[Tarantool-patches] [PATCH v2] core: introduce evenly distributed int64 random in range

Sat Oct 3 01:43:01 MSK 2020

Hi! Thanks for the patch and for the good research, seriously!

See 11 comments below.

On 30.09.2020 02:06, Ilya Kosarev wrote:
> Tarantool codebase had at least two functions to generate random
> integer in given range and both of them had problems at least with
> integer overflow. This patch brings nice function to generate random
> int64_t in given range without overflow while preserving uniform random
> generator distribution using unbiased bitmask with rejection method.
> It is now possible to use xoshiro256++ PRNG or random bytes as a basis.
> Most relevant replacements have been made.
> 
> Closes #5075
> ---
> Branch: https://github.com/tarantool/tarantool/tree/i.kosarev/gh-5075-fine-random-in-range
> Issue: https://github.com/tarantool/tarantool/issues/5075
> 
> @ChangeLog:
>  * Introduce overflow resistant & evenly distributed random in range (gh-5075).

1. I wouldn't put it into the changelog. It is not a visible bugfix,
nor a public feature. Rather some refactoring.

> Changes in v2:
>  - implemented fine 64-bit random
>  - implemented fine range bounding
> 
>  src/lib/core/random.c | 57 +++++++++++++++++++++++++++++++++++++++++++
>  src/lib/core/random.h | 38 +++++++++++++++++++++++++++++
>  src/lib/swim/swim.c   | 26 +++-----------------
>  test/unit/histogram.c | 12 +++------

2. Please, add some unit tests checking that, for example,
the randoms work fine even on the maximal range [INT64_MIN, INT64_MAX],
with some edge cases like [INT64_MIN, INT64_MIN], [INT64_MAX, INT64_MAX],
[1, 1], [0, 0], and some regular cases. Also the tests should check the
borders are respected, and ASAN passes (originally the issue was discovered
by ASAN which found signed integer overflows under ENABLE_UB_SANITIZER
option).

ASAN checks for signed int overflow UB are disabled for now because
of SQL producing this UB a lot. But you can enable it by changing
compiler.cmake, and running the unit tests.
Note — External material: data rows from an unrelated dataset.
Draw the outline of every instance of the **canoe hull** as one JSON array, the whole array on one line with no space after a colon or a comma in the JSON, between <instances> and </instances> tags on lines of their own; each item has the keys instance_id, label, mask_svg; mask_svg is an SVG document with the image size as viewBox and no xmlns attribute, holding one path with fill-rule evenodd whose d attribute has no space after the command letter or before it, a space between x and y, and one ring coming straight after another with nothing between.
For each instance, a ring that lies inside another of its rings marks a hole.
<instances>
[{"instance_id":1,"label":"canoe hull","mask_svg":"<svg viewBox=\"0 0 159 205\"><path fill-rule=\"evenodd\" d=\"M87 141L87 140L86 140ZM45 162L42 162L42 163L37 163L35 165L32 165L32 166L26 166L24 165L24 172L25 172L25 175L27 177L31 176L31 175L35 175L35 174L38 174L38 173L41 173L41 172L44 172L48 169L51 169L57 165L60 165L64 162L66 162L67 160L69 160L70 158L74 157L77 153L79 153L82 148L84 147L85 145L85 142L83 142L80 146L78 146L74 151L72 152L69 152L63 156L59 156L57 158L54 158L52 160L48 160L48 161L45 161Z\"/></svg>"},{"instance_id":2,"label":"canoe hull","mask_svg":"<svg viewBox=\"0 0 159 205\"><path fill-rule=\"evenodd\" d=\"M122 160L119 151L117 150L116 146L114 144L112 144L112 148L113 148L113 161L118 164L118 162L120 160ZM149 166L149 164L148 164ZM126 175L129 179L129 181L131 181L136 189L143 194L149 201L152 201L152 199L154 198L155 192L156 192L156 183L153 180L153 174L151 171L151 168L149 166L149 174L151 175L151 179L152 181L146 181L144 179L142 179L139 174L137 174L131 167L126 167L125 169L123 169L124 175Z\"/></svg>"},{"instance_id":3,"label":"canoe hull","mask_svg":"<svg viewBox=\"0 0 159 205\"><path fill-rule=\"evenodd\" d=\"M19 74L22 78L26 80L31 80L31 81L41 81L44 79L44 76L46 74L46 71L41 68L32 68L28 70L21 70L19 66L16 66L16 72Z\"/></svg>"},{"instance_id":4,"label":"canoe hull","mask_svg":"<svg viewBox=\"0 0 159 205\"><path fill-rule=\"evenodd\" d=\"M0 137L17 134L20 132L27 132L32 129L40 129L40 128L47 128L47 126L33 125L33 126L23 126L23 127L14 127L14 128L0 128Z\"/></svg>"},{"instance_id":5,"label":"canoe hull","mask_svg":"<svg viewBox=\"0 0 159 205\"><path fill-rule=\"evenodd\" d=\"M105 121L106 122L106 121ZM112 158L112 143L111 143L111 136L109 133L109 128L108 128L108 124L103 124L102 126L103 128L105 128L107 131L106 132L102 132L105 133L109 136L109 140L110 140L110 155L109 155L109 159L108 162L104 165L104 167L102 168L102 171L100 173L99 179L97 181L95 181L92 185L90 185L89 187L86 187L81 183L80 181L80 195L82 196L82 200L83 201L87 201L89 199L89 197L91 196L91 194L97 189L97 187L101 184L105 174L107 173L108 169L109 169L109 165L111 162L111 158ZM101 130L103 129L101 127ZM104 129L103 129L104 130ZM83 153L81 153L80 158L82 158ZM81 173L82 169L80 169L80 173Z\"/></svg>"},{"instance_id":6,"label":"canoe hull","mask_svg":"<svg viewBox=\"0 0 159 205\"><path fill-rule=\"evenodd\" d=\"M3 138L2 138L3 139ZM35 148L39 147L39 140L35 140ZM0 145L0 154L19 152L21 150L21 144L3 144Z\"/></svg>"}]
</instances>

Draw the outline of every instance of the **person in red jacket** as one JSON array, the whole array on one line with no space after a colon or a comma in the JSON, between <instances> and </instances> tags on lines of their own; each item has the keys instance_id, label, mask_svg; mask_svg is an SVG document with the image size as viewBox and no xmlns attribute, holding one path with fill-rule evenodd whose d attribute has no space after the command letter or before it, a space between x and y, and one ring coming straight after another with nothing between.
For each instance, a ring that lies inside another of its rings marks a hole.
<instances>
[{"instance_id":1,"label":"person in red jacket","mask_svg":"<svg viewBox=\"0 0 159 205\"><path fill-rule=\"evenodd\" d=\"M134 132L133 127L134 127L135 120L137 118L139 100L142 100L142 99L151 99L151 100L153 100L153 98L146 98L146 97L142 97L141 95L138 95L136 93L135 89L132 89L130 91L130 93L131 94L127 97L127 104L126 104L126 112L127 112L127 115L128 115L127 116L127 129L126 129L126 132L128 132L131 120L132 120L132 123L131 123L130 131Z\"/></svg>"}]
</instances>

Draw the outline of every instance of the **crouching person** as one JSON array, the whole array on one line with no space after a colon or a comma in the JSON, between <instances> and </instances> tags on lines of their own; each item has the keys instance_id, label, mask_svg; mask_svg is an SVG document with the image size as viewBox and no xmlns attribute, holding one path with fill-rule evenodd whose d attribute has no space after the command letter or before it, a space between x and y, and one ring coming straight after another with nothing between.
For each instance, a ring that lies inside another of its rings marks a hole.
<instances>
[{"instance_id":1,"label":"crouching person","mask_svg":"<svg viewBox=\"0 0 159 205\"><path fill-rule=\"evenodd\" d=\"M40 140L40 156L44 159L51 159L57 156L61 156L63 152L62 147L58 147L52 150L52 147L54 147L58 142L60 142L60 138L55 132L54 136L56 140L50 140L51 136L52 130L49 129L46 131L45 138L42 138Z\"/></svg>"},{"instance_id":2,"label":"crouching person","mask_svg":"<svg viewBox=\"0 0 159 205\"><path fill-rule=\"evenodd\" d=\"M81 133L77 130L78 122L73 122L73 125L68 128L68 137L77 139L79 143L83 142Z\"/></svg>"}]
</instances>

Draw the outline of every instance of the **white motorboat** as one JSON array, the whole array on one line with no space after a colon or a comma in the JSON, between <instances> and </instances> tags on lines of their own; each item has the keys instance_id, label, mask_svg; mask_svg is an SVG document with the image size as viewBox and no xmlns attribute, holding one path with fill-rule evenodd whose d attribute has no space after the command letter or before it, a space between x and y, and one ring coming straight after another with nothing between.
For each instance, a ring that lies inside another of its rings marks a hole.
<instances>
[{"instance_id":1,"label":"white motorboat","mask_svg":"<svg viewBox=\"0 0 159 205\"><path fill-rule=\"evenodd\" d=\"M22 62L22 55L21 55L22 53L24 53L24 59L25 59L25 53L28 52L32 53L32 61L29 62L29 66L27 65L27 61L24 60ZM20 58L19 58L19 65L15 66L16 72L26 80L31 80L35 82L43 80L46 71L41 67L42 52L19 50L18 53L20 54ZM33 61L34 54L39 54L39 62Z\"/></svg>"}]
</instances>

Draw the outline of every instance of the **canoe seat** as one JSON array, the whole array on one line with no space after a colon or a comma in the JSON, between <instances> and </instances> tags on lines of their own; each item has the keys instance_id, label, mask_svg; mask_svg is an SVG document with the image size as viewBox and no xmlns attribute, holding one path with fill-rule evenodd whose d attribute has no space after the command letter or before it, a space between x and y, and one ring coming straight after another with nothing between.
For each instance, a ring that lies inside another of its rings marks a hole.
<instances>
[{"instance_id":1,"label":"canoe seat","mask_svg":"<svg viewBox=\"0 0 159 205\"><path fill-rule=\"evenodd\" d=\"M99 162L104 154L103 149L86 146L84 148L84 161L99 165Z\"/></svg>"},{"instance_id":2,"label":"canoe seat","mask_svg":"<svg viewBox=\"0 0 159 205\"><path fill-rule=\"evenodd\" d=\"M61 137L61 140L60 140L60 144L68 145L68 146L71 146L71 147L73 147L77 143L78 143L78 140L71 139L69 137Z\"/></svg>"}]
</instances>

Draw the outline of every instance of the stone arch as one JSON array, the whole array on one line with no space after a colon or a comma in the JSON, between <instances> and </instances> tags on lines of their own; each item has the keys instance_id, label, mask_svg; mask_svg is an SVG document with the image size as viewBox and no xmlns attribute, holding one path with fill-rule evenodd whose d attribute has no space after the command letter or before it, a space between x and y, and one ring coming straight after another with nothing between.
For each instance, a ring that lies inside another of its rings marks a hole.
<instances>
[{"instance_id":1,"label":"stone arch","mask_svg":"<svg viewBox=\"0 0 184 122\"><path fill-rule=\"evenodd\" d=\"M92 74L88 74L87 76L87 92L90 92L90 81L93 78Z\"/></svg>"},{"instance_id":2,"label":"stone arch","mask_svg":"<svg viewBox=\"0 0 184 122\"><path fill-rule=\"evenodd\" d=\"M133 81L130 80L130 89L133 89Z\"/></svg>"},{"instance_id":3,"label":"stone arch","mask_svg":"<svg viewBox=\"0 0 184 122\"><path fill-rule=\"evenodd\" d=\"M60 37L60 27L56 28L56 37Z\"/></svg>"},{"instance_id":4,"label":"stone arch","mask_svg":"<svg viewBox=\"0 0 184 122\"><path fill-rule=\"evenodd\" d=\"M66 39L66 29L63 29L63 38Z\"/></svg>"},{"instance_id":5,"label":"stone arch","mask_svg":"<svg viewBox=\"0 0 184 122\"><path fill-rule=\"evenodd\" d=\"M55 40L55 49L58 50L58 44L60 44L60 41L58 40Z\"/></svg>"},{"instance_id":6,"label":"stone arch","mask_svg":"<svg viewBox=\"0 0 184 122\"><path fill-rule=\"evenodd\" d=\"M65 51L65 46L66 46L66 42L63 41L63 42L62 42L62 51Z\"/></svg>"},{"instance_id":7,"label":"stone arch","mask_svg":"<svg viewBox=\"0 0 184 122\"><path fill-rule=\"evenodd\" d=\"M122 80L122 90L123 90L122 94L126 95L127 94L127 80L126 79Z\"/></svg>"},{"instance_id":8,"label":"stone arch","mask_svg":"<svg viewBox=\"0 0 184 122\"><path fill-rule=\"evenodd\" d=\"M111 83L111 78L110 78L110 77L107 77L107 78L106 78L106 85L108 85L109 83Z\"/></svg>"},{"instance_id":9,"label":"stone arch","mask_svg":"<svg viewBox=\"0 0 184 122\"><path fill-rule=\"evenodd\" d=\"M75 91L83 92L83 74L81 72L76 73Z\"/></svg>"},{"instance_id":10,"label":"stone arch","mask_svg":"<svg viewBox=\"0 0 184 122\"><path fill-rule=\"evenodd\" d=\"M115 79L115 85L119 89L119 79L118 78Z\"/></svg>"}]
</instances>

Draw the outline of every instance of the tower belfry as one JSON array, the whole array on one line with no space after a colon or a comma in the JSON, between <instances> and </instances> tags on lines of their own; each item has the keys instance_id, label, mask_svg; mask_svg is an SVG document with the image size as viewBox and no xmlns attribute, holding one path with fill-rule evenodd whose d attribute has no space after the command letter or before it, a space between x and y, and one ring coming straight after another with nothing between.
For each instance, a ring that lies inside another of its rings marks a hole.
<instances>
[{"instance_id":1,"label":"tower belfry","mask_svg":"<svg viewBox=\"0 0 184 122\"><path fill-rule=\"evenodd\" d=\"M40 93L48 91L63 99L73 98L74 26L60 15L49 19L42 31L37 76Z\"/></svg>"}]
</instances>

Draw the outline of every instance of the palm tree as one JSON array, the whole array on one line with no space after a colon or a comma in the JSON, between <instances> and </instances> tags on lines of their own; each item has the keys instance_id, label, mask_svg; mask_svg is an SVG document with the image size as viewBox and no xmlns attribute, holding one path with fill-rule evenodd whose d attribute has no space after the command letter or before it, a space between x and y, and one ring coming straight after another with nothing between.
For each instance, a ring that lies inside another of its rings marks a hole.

If you want to be sure
it won't fail, when the overflow check will be enabled after SQL is
fixed.

>  4 files changed, 102 insertions(+), 31 deletions(-)
> 
> diff --git a/src/lib/core/random.c b/src/lib/core/random.c
> index f4fa75b1c..4b52408ea 100644
> --- a/src/lib/core/random.c
> +++ b/src/lib/core/random.c> @@ -63,6 +65,8 @@ random_init(void)
>  srand:
>  	srandom(seed);
>  	srand(seed);
> +
> +	random_bytes((char *)state, 32);

3. Never hardcode an array size except maybe in its declaration.
sizeof(state) will return the same, but it is safe in case the
state size ever changes.

>  }
>  
>  void
> @@ -97,3 +101,56 @@ rand:
>  	while (generated < size)
>  		buf[generated++] = rand();
>  }
> +
> +uint64_t
> +real_random(void)
> +{
> +	uint64_t result;
> +	random_bytes((char *)(&result), 8);
> +	return result;
> +}
> +
> +static inline
> +uint64_t rotl(const uint64_t x, int k)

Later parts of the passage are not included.